El ex alcalde capitalino Marco Adán Quezada, obtuvo la candidatura de Morena para repetir como presidente municipal, y aunque en su momento fue un excelente servidor público y cuenta con el apoyo de miles de chihuahuenses, no es así como lo ven algunos morenistas radicales, quienes rechazaron abruptamente esa designación.
Pero la molestia no es sólo por el nombramiento de Quezada Martínez, sino que los dedazos que vienen desde la Ciudad de México, están dando los espacios a puros políticos reciclados que no son de Morena o que no han hecho mucho por el partido.
Si bien el profe Martín Chaparro, ha hecho lo que está en sus manos para impulsar los proyectos de los fundadores del Movimiento de Regeneración Nacional en esta entidad, que para todos los involucrados sería lo justo, la última palabra la dan “los chilangos” que desconocen totalmente el panorama político electoral de Chihuahua, tomando las peores decisiones para el partido guinda.

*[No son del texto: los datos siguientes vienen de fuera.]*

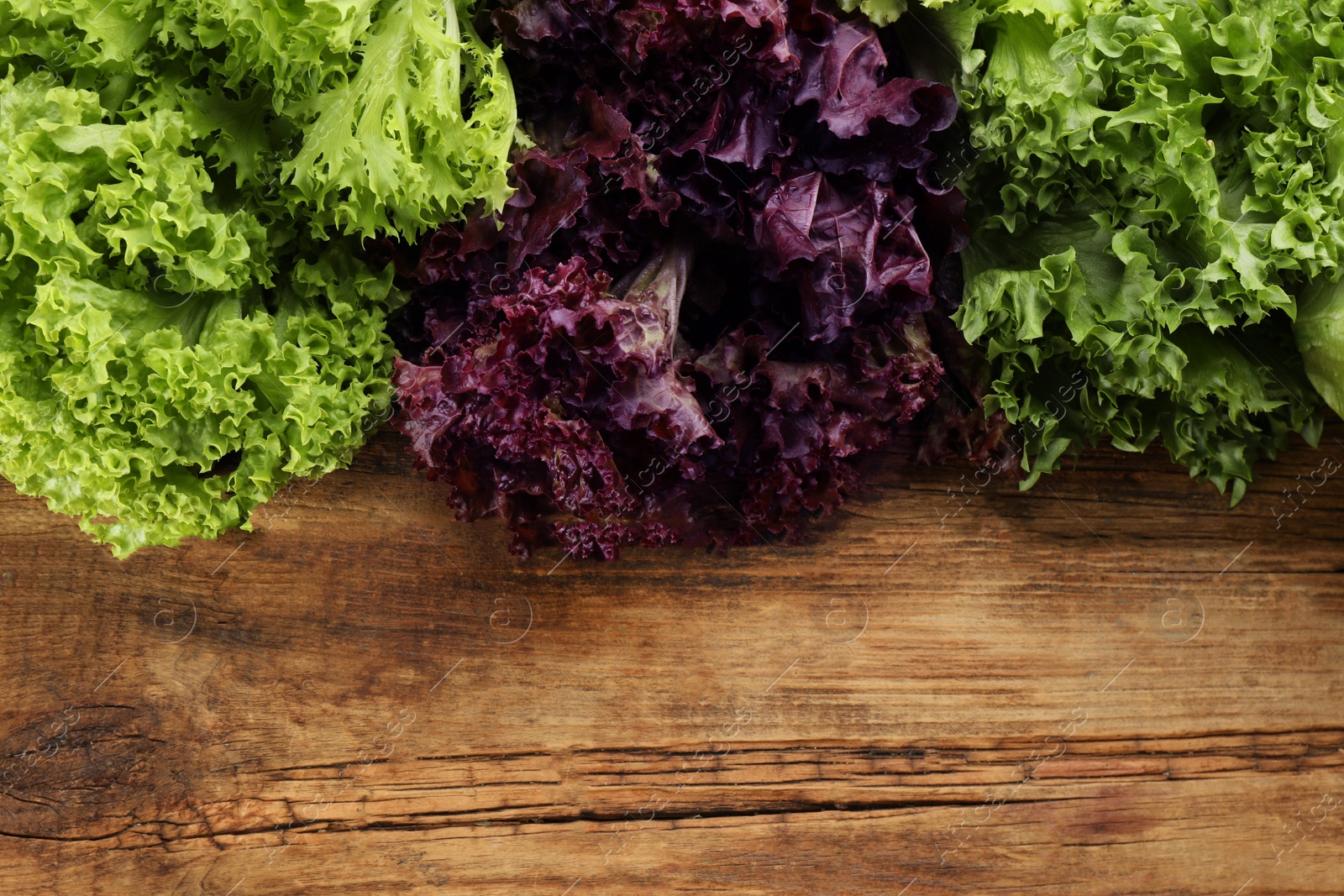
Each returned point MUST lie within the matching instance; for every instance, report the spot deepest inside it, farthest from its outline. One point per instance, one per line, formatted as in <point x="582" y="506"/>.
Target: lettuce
<point x="187" y="320"/>
<point x="719" y="286"/>
<point x="1153" y="186"/>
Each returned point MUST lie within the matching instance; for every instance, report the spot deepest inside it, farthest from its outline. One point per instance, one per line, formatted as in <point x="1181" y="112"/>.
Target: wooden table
<point x="1110" y="684"/>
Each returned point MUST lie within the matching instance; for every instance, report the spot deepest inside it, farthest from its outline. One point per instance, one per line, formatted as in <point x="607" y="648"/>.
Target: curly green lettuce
<point x="1155" y="184"/>
<point x="186" y="318"/>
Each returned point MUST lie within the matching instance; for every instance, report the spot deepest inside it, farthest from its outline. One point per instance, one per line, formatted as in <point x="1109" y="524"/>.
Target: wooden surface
<point x="1110" y="684"/>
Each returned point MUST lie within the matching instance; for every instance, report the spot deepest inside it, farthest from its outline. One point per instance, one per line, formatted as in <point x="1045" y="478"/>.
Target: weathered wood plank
<point x="1108" y="684"/>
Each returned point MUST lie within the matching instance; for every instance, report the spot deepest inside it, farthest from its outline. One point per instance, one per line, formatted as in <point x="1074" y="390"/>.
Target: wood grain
<point x="1109" y="684"/>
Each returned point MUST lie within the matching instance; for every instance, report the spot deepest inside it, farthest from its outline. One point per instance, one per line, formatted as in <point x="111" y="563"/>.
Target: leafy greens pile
<point x="723" y="278"/>
<point x="185" y="324"/>
<point x="1159" y="183"/>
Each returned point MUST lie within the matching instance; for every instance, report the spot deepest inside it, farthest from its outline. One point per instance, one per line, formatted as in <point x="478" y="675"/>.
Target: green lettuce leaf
<point x="186" y="320"/>
<point x="1153" y="184"/>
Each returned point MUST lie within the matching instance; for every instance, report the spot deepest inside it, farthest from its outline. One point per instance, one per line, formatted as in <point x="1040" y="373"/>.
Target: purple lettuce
<point x="725" y="277"/>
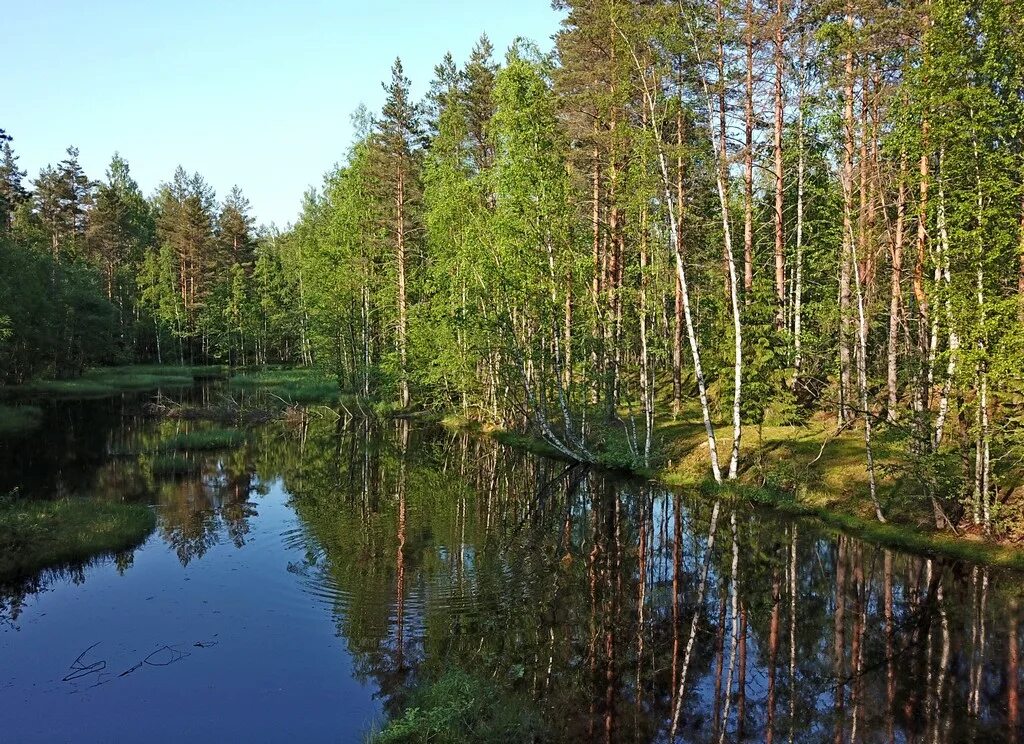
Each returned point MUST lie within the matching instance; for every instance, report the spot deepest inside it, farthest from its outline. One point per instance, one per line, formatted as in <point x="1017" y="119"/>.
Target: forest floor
<point x="36" y="534"/>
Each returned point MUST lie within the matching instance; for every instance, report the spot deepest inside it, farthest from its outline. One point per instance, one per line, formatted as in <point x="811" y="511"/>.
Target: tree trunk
<point x="896" y="293"/>
<point x="748" y="159"/>
<point x="845" y="409"/>
<point x="779" y="185"/>
<point x="402" y="301"/>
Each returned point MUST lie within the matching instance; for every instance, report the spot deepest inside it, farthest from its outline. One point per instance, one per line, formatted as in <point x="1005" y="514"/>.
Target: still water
<point x="298" y="586"/>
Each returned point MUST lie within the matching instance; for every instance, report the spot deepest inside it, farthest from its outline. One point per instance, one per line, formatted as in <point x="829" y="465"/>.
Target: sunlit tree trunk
<point x="779" y="183"/>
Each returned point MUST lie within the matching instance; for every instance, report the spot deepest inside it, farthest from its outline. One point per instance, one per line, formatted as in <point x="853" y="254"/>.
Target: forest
<point x="733" y="214"/>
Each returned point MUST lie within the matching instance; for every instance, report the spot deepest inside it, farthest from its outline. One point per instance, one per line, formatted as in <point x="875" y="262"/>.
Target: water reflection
<point x="624" y="612"/>
<point x="628" y="613"/>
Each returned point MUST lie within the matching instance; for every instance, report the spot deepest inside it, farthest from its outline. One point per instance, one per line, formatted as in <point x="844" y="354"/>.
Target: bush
<point x="462" y="709"/>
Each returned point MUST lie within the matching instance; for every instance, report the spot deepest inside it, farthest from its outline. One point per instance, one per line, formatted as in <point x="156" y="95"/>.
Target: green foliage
<point x="38" y="534"/>
<point x="462" y="708"/>
<point x="300" y="385"/>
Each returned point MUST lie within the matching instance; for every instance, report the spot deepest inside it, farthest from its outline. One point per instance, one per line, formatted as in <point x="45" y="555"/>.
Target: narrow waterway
<point x="298" y="586"/>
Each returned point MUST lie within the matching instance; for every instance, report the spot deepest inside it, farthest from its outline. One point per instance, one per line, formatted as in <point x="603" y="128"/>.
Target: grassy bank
<point x="299" y="385"/>
<point x="103" y="382"/>
<point x="40" y="534"/>
<point x="811" y="471"/>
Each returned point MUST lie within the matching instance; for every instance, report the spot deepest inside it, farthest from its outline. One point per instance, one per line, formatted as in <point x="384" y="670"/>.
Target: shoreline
<point x="901" y="535"/>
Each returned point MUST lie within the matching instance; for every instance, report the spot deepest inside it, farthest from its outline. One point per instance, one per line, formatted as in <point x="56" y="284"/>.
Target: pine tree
<point x="12" y="192"/>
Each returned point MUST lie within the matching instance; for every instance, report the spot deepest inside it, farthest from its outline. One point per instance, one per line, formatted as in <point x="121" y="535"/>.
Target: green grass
<point x="18" y="419"/>
<point x="102" y="382"/>
<point x="806" y="471"/>
<point x="38" y="534"/>
<point x="204" y="440"/>
<point x="460" y="708"/>
<point x="301" y="385"/>
<point x="173" y="465"/>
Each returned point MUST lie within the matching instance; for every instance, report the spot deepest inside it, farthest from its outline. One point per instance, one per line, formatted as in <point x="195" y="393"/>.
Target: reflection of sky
<point x="271" y="667"/>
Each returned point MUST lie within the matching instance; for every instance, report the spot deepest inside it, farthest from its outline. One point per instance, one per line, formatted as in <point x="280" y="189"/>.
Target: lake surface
<point x="298" y="586"/>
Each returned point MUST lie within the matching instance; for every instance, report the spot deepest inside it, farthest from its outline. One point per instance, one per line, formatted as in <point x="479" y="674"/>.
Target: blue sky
<point x="257" y="93"/>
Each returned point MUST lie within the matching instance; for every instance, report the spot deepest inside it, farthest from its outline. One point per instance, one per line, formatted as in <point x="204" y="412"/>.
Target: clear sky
<point x="257" y="93"/>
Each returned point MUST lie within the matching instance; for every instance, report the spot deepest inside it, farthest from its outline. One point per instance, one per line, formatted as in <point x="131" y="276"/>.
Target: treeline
<point x="96" y="273"/>
<point x="734" y="211"/>
<point x="745" y="212"/>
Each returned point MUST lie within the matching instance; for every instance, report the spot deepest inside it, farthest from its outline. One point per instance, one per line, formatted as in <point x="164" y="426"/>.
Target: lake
<point x="299" y="587"/>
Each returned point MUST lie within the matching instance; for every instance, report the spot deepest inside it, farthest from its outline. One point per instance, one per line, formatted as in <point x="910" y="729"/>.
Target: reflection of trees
<point x="584" y="593"/>
<point x="196" y="513"/>
<point x="14" y="595"/>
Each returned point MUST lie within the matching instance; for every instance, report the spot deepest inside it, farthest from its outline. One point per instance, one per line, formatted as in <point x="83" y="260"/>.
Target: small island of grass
<point x="41" y="534"/>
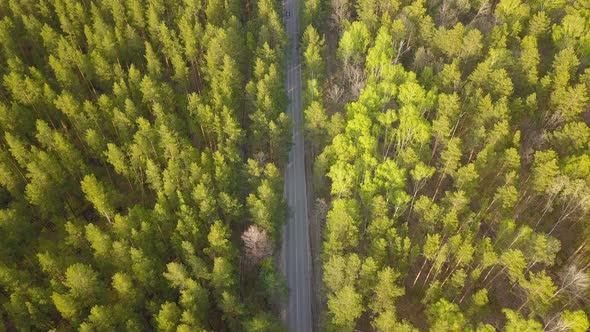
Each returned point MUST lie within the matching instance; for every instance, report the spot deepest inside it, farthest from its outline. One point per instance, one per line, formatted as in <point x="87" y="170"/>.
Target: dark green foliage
<point x="460" y="176"/>
<point x="123" y="171"/>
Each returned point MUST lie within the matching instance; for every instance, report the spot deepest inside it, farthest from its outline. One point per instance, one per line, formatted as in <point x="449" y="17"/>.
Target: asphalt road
<point x="296" y="250"/>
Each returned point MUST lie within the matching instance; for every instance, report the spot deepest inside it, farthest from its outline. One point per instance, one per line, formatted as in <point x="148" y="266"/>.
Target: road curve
<point x="296" y="249"/>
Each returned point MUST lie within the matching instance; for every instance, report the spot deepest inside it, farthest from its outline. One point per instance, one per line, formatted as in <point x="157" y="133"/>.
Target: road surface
<point x="296" y="250"/>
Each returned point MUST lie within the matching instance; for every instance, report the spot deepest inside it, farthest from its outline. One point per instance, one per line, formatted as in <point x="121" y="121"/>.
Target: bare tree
<point x="257" y="244"/>
<point x="573" y="281"/>
<point x="356" y="78"/>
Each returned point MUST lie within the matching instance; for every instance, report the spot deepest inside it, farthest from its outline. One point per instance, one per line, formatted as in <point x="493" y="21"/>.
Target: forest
<point x="143" y="145"/>
<point x="141" y="148"/>
<point x="451" y="162"/>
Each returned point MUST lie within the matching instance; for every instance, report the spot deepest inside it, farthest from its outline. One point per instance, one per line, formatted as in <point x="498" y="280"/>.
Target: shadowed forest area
<point x="452" y="167"/>
<point x="141" y="148"/>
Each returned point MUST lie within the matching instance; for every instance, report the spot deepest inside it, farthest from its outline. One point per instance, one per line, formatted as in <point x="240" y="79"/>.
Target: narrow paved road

Mientras que el fragmentado PAN anunció con bombo y platillo la candidatura de Marco Bonilla, y sumó a su proyecto a los aspirantes no ganadores como “El Pony” Lara, Miguel La Torre y Jorge Soto; en Morena la situación fue diferente, pues el anunció de la candidatura de Marco Adán, trajo reclamos, consignas de todo tipo, inconformidad y mucha pero mucha molestia, al profe Chaparro y al senador Enríquez, no les quedó de otra que quitarse la culpa diciendo que fue la Comisión Nacional de Encuestas del partido.
Al ex priista Marco Quezada se le pudo ver sonrojado, un poco apenado porque sabe que para los fundadores de Morena, su candidatura fue injusta, pero se le vio también tranquilo, sereno y confiado en que al final del día, no ganará la elección constitucional, pero le traerá miles de votos a Morena y demostrará a la militancia que es un buen elemento.
En estos días Morena tendrá que anunciar el resto de las candidaturas en el estado, pero lastimosamente se prevé que ocurra lo mismo en los principales municipios de la entidad, porque desde arriba están dando preferencia a las candidaturas externas con la esperanza de que le sumen votos a la causa perdida de Juan Carlos Loera.